I'm trying to verify the following algebraic step from an old textbook, but I'm having trouble getting the same result.
The starting point is here:
\begin{equation} 1 = \frac{\rho_{si}a}{2\epsilon_0} \ln \frac{\frac{\Delta l_i}{2} + \sqrt{a^2 + \left( \frac{\Delta l_i}{2} \right )^2}}{-\frac{\Delta l_i}{2} + \sqrt{a^2 + \left( \frac{\Delta l_i}{2} \right )^2}} \end{equation}
Here I'm supposed to assume $a << \Delta l_i$. I see two ways to do this immediately:
(1) in the numerator, assume that $\sqrt{a^2 + \left( \frac{\Delta l_i}{2} \right )^2} \approx \sqrt{\left(\frac{\Delta l_i}{2} \right )^2}$
(2) in the denominator, perform a Taylor series expansion of $\sqrt{a^2 + \left( \frac{\Delta l_i}{2} \right )^2}$ and throw out the higher order terms to taste.
Doing this, I get
\begin{equation} 1 = \frac{\rho_{si}a}{2\epsilon_0} \ln \frac{\Delta l_i}{-\frac{\Delta l_i}{2} + \frac{\Delta l_i}{2} + \left(\frac{1}{2}\right) \left(\frac{a^2}{\frac{\Delta l_i}{2}}\right)} \end{equation}
which simplifies to
\begin{equation} 1 = \frac{\rho_{si}}{2\epsilon_0} \ln \frac{\Delta l_i^2}{a} \end{equation}
However, the book has
\begin{equation} 1 = \frac{\rho_{si}a}{\epsilon_0} \ln \frac{\Delta l_i}{a} \end{equation}
in other words, I've come up with one too many $\Delta l_i$ in the numerator. I've checked the Taylor expansion twice now, and also verified that the rest of the chapter uses $\Delta l_i$, not $\Delta l_i^2$ in subsequent steps.

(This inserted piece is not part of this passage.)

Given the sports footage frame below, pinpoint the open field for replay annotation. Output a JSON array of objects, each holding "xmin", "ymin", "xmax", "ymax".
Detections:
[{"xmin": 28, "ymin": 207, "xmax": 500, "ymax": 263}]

What am I missing? (The book isn't clear on how the simplification was carried out, only that $a$ should be neglected versus $\Delta l_i$.)
@mathguy refuses to take credit, but they're the one who spotted it.
The simplification I performed erroneously tries to factor an $a^2$ term from outside the log operator. The expression I should have gotten was
\begin{equation} 1 = \frac{\rho_{si}a}{2\epsilon_0} \ln \frac{\Delta l_i^2}{a^2} \end{equation}
which you can extract the power from and move outside the log:
\begin{equation} 1 = \frac{\rho_{si}a}{2\epsilon_0} \ln \left(\frac{\Delta l_i}{a}\right)^2 = \frac{\rho_{si}a}{\epsilon_0} \ln \frac{\Delta l_i}{a} \end{equation}
This lines up with the book's derivation.